Death is here. Every evening I cross to the coop, thinking: please let none of them be dead. Little Ester on the floor. Blythe tucked where she used to hide as a pullet. Elektra, her small gray body alone, shedding feathers. Waiting. This night, the last night of the year, I stop on the way, eyes closed—cool breeze on my cheeks. Constant hum of life being touched. Looking I see the half dead tree's young branches, thin and lithe among the falling thick boughs reaching upward like hands. I roll open the door and hear the scratch of claw on perch— little wood sounds of the living.
This poem makes reference to a common chicken-keeping strategy used to keep chickens laying eggs all winter, which is to keep a light on a timer in the coop that mimics the longer daylight hours of spring and summer. Chickens bodies are naturally responsive to daylight levels. Their peak egg production happens during the rising daylight hours of spring, tapering off as the daylight tapers during late summer and fall, and stopping entirely during the low-light months of winter. I choose to let my chickens rest in the winter rather than using artificial light to keep them laying.
Bubble worlds of dream breeze float up around me as life becomes straight as an arrow. There are my herbs in the window, confused, totally removed from their normalcy of summer growth and winter dormancy. We do not rest in this world. Ceaselessly, I encourage their growth.
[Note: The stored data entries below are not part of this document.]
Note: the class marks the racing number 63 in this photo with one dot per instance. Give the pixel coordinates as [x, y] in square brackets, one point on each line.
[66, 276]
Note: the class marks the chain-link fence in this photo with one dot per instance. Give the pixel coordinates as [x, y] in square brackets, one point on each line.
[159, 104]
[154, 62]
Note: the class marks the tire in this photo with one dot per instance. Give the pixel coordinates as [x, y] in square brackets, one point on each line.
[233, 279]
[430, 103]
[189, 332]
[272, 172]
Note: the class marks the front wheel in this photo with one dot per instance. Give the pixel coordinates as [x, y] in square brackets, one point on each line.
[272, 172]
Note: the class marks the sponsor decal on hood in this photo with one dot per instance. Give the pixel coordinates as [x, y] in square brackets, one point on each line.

At least the chickens, fluffed in the cold, are given a break— no light demanding eggs all winter.
A book of Zen Koans— pink slashes across the white snow rutted driveway.
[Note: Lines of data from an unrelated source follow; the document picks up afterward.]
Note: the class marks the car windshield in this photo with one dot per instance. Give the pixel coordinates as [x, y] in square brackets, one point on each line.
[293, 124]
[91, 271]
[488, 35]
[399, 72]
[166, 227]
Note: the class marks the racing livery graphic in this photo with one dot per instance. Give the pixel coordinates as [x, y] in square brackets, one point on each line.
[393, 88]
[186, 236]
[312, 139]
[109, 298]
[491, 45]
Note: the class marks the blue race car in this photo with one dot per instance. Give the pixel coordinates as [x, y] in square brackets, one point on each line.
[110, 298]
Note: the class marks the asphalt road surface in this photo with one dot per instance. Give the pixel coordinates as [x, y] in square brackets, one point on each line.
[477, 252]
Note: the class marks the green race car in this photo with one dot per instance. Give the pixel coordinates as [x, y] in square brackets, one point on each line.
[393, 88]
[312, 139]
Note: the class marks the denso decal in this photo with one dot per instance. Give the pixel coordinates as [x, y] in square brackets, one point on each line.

So easy to spot, against the lonesome snow—deer together grazing.
This year I tried Dry January. I liked it, and would recommend it as a practice. The poem below was inspired by the experience.
Ice-white sober night— clear-headed, I smell the wine on everyone's breath.
Tumble of firewood clunking into place—a dozen splintered bells ringing.
The poem below plays with the haiku structure of combining two distinct and different images/ideas.
Sour bite! The huge wind outside. In this bread, so many domed pockets of air.